If an option is squared off before expiry, the expiration date becomes irrelevant to that contract. On the day of expiry, any rights associated with unexercised options expire and the contracts become worthless if not acted upon.

Why Duration and Cost Matter

A common hurdle for many traders is determining the ideal expiry date for their position. Knowing how much a stock or index might move isn’t enough, timing that move correctly is crucial.

For instance, if you expect the Nifty to rise by 5% in 10 days, purchasing a call option that expires in 2 days may not offer enough time. A more logical approach would be to select a contract expiring the following month.

When selecting an options contract on m.Stock, keep in mind two critical factors:

  • Time until expiry
  • Option premium (cost)

Longer-duration options offer more flexibility, but they come at a higher premium due to greater time value.

Example: Premiums Across Expiries (as on 19/08/22)

Call Option Contract

Expiry Date

Premium (₹)

Nifty 17700 CE (Aug)

25/08/2022

152.65

Nifty 17700 CE (Sep)

29/09/2022

454.05

Nifty 17700 CE (Oct)

27/10/2022

616.95

This table illustrates that as the duration of the contract increases, so does the option premium, primarily because of added time value.

In in-the-money (ITM) contracts, buyers may either sell the contract for profit or exercise it to acquire the asset. In out-of-the-money (OTM) contracts, however, the entire premium may become worthless on expiry, resulting in a loss limited to the premium paid.

Unlike options, futures contracts do not become void post-expiry. They carry binding obligations, making it essential to close or roll them over before the last trading day.

Expiry Styles: European vs American

  • European options (as used in India): Can be exercised only on expiry day
  • American options: Can be exercised any time before expiry

This distinction influences how and when a trader can act on their rights.

Trading Cycle: What to Know

On the NSE, options on indices like Nifty 50 and Bank Nifty, as well as individual stocks, follow a three-month trading cycle:

  1. Near-month
  2. Next month
  3. Far-month

Each contract expires on the last Thursday of the expiry month. If Thursday is a holiday, the contract expires on the previous trading day. Additionally, Nifty 50 and Bank Nifty offer weekly contracts expiring every Thursday.
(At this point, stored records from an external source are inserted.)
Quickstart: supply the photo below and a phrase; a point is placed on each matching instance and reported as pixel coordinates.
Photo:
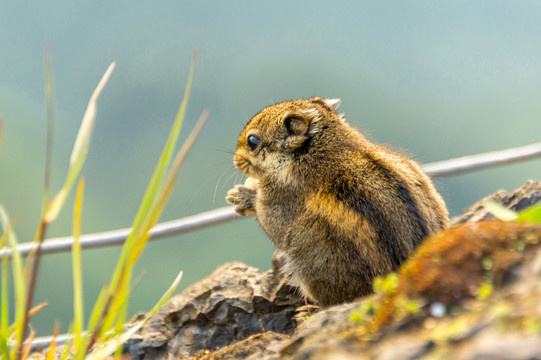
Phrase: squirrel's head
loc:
(281, 135)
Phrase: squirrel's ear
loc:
(296, 125)
(302, 122)
(333, 104)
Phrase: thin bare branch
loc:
(226, 214)
(477, 162)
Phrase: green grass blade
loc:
(156, 180)
(116, 342)
(531, 214)
(80, 150)
(18, 277)
(77, 266)
(4, 298)
(50, 124)
(1, 132)
(168, 186)
(500, 211)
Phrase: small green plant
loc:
(530, 214)
(105, 330)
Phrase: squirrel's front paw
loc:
(244, 198)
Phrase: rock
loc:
(527, 195)
(232, 304)
(470, 292)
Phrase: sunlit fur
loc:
(340, 209)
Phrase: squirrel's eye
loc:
(253, 142)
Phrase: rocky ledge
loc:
(470, 292)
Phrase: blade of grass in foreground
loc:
(80, 149)
(530, 214)
(4, 298)
(18, 278)
(77, 265)
(1, 131)
(157, 179)
(120, 283)
(500, 211)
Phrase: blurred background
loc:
(435, 80)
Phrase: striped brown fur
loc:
(340, 209)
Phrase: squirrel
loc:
(340, 209)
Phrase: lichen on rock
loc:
(469, 292)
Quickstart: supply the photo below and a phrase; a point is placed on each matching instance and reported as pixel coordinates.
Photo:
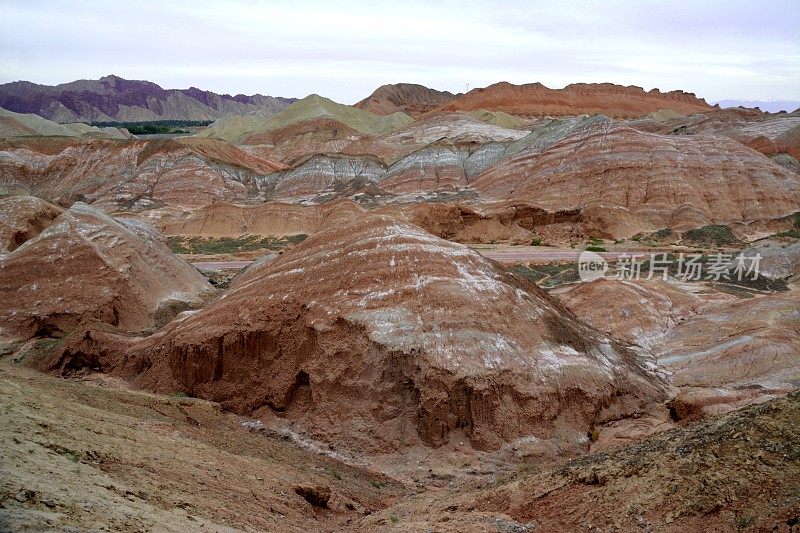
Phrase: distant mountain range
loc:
(770, 106)
(112, 98)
What is a Rollover in Options?

Rollovers are used by traders who wish to extend their positions beyond the current series. It involves:

  • Closing the current expiry position, and
  • Opening a new position in the next expiry series

Example:

If you're holding an August call option on Nifty and believe the index will rise further, you may exit August and enter September, thus maintaining your position.
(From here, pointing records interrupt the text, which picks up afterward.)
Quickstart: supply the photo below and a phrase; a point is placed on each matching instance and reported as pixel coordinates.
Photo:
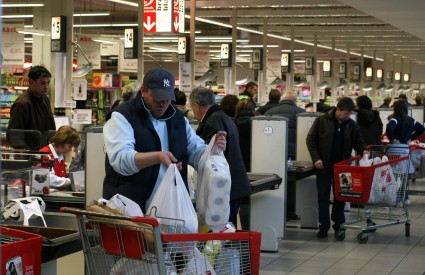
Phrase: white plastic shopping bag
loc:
(198, 264)
(125, 205)
(172, 201)
(213, 188)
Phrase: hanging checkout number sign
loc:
(226, 55)
(58, 34)
(130, 43)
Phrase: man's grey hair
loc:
(202, 96)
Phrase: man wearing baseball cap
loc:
(144, 135)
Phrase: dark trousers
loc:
(234, 210)
(324, 182)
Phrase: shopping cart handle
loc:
(78, 212)
(148, 220)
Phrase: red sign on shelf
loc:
(163, 16)
(178, 16)
(149, 16)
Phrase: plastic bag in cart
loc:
(213, 188)
(385, 185)
(126, 266)
(172, 201)
(198, 264)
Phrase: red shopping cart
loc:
(114, 244)
(380, 188)
(417, 156)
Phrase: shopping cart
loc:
(114, 244)
(417, 156)
(380, 188)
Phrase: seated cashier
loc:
(60, 144)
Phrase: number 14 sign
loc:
(163, 16)
(58, 34)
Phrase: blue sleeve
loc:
(195, 145)
(119, 144)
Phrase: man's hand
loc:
(168, 158)
(318, 164)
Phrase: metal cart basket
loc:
(114, 244)
(380, 188)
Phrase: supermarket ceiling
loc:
(384, 28)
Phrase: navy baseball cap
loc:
(161, 83)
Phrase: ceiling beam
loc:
(367, 20)
(282, 13)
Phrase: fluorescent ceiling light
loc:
(17, 16)
(195, 31)
(33, 32)
(104, 41)
(21, 5)
(281, 37)
(105, 25)
(295, 51)
(164, 49)
(92, 14)
(258, 46)
(125, 2)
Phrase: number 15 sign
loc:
(58, 34)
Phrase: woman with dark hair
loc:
(228, 104)
(402, 129)
(369, 121)
(245, 110)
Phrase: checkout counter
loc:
(61, 238)
(268, 208)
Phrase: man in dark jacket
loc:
(212, 120)
(330, 140)
(289, 109)
(274, 98)
(32, 111)
(143, 136)
(250, 92)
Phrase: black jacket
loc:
(31, 113)
(320, 137)
(244, 124)
(216, 120)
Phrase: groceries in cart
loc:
(371, 180)
(172, 200)
(115, 244)
(380, 186)
(213, 188)
(24, 209)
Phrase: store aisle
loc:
(388, 251)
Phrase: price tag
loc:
(58, 34)
(56, 27)
(128, 38)
(224, 51)
(284, 61)
(70, 103)
(182, 45)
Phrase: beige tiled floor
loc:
(387, 251)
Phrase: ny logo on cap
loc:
(166, 83)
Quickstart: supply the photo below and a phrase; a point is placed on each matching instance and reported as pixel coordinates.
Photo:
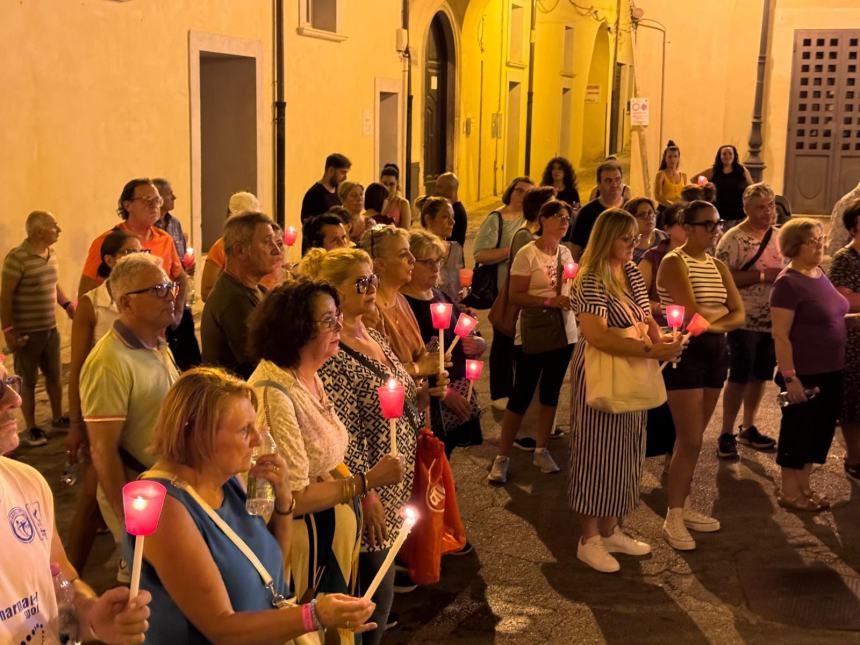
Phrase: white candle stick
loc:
(408, 522)
(135, 567)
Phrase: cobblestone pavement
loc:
(768, 576)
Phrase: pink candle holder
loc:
(290, 235)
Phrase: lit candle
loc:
(290, 235)
(465, 326)
(142, 501)
(473, 373)
(391, 398)
(409, 519)
(466, 278)
(440, 312)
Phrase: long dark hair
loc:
(737, 166)
(567, 168)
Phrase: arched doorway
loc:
(596, 98)
(439, 66)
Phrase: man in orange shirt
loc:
(140, 207)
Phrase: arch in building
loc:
(597, 92)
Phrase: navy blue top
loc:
(167, 624)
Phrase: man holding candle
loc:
(32, 544)
(751, 252)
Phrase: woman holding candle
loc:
(204, 586)
(690, 277)
(493, 247)
(293, 331)
(607, 448)
(454, 419)
(351, 377)
(537, 283)
(845, 275)
(437, 216)
(809, 334)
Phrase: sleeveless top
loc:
(104, 308)
(705, 279)
(167, 624)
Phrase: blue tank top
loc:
(167, 624)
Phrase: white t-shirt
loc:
(542, 269)
(28, 606)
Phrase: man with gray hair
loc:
(125, 378)
(29, 294)
(751, 252)
(251, 249)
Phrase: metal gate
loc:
(823, 153)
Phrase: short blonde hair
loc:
(335, 266)
(794, 233)
(422, 243)
(192, 412)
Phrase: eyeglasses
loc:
(364, 284)
(332, 323)
(13, 383)
(152, 202)
(430, 263)
(160, 291)
(709, 225)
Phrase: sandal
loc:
(799, 503)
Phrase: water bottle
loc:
(261, 493)
(782, 397)
(67, 620)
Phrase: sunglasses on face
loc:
(160, 291)
(364, 284)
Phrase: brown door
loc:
(823, 153)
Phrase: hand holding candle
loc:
(142, 501)
(391, 397)
(409, 519)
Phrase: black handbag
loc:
(542, 329)
(485, 279)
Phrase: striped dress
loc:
(606, 450)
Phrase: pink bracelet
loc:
(307, 618)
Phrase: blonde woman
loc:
(607, 449)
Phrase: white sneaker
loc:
(544, 461)
(594, 554)
(499, 471)
(696, 521)
(620, 542)
(676, 533)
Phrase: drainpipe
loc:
(530, 95)
(754, 162)
(280, 113)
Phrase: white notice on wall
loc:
(639, 111)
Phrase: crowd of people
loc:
(675, 295)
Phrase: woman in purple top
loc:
(809, 334)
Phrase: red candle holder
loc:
(142, 501)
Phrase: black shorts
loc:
(751, 356)
(704, 364)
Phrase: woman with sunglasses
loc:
(293, 331)
(703, 285)
(537, 282)
(351, 377)
(95, 315)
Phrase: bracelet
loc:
(314, 616)
(289, 511)
(307, 617)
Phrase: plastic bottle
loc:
(782, 397)
(67, 616)
(261, 493)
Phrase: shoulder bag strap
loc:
(278, 600)
(761, 247)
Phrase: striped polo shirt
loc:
(35, 298)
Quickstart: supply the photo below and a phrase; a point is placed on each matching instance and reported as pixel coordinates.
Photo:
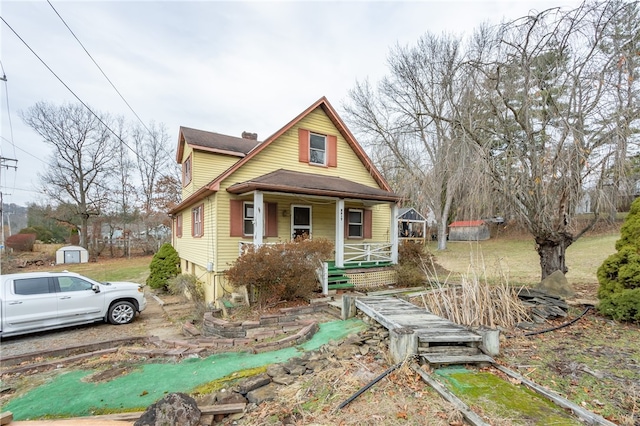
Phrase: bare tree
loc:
(543, 118)
(622, 42)
(409, 124)
(154, 164)
(528, 114)
(81, 163)
(153, 159)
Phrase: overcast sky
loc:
(226, 67)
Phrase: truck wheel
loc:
(121, 312)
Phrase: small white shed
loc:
(72, 254)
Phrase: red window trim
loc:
(179, 225)
(201, 208)
(331, 148)
(187, 177)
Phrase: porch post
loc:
(339, 233)
(258, 218)
(393, 227)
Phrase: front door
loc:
(300, 221)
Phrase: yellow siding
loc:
(207, 166)
(283, 154)
(218, 247)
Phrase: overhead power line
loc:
(96, 64)
(74, 94)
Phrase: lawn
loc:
(518, 261)
(135, 269)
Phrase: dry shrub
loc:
(411, 257)
(21, 242)
(475, 302)
(283, 271)
(189, 286)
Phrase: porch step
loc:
(337, 279)
(362, 264)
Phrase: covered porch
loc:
(361, 221)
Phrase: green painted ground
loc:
(506, 400)
(67, 395)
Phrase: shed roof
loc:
(409, 213)
(466, 223)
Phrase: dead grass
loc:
(516, 259)
(401, 398)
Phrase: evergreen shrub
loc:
(619, 274)
(164, 265)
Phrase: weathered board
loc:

Rollovers are most common on expiry day and help in:

  • Sustaining exposure in the market
  • Providing clues about trend strength, based on rollover patterns

What is the Rollover Ratio?

The rollover ratio gives insights into trend continuity. It is calculated as:

Rollover Ratio (%) =
(Open Interest of Mid + Far Month Contracts) ÷ (Total OI of Near + Mid + Far Month Contracts) × 100

When this ratio is higher than the previous series, it may signal trend continuation in the upcoming expiry—at least in the short run. To make better predictions, combine rollover ratios with other technical indicators.
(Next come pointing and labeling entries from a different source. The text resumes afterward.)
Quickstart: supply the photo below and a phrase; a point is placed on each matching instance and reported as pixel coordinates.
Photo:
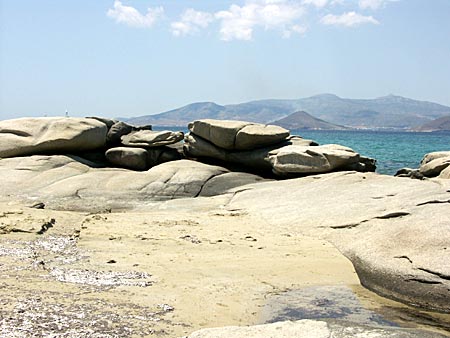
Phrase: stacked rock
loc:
(123, 145)
(271, 148)
(435, 164)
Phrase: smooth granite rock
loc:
(396, 232)
(238, 135)
(116, 131)
(290, 160)
(65, 182)
(445, 174)
(148, 138)
(434, 155)
(307, 328)
(28, 136)
(434, 167)
(256, 160)
(127, 157)
(109, 122)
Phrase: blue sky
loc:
(139, 57)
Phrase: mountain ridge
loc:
(385, 112)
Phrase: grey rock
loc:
(256, 160)
(27, 136)
(445, 174)
(109, 122)
(434, 167)
(395, 232)
(290, 160)
(148, 138)
(65, 182)
(222, 183)
(238, 135)
(125, 157)
(434, 155)
(409, 172)
(307, 328)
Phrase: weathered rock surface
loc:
(396, 232)
(116, 131)
(27, 136)
(238, 135)
(311, 329)
(305, 160)
(126, 157)
(434, 167)
(434, 155)
(148, 138)
(197, 147)
(445, 174)
(140, 158)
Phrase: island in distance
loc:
(384, 113)
(303, 121)
(440, 124)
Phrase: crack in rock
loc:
(434, 202)
(438, 274)
(393, 215)
(405, 257)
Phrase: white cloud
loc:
(349, 19)
(373, 4)
(191, 21)
(317, 3)
(131, 16)
(239, 22)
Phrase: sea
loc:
(393, 150)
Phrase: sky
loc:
(139, 57)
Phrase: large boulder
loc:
(238, 135)
(148, 138)
(70, 183)
(291, 160)
(445, 173)
(255, 160)
(28, 136)
(434, 155)
(396, 232)
(125, 157)
(434, 167)
(116, 131)
(307, 328)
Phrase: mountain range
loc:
(387, 112)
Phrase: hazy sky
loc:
(138, 57)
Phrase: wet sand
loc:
(150, 273)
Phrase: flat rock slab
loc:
(311, 329)
(238, 135)
(395, 231)
(27, 136)
(66, 182)
(149, 138)
(127, 157)
(311, 159)
(435, 166)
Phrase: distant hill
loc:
(302, 120)
(440, 124)
(394, 112)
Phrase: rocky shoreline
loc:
(196, 230)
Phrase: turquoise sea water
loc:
(392, 150)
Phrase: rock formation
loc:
(433, 164)
(269, 149)
(394, 231)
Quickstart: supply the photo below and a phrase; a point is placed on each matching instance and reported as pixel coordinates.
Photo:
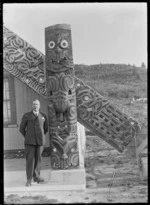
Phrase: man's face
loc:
(36, 105)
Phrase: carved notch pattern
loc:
(23, 61)
(93, 110)
(61, 96)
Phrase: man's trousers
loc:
(33, 160)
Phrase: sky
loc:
(101, 32)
Cost vs Duration: A Balancing Act

Longer-duration contracts may feel safer due to the time buffer, but they also come with:

  • Higher premiums
  • Increased break-even levels

Always weigh:

  • Your market outlook
  • Budget for premium
  • Target time frame

Also, consider implied volatility and option Greeks (explained separately) for a more strategic decision.

Points to Remember

  • Option contracts come with a fixed expiry date, unlike stocks.
  • The longer the duration, the higher the premium due to time value.
  • Always factor in both cost and time to expiry before entering an option.
  • Rollovers allow traders to shift positions to the next expiry series without losing exposure.
  • Use rollover ratios to analyze trend strength, but confirm signals with other tools.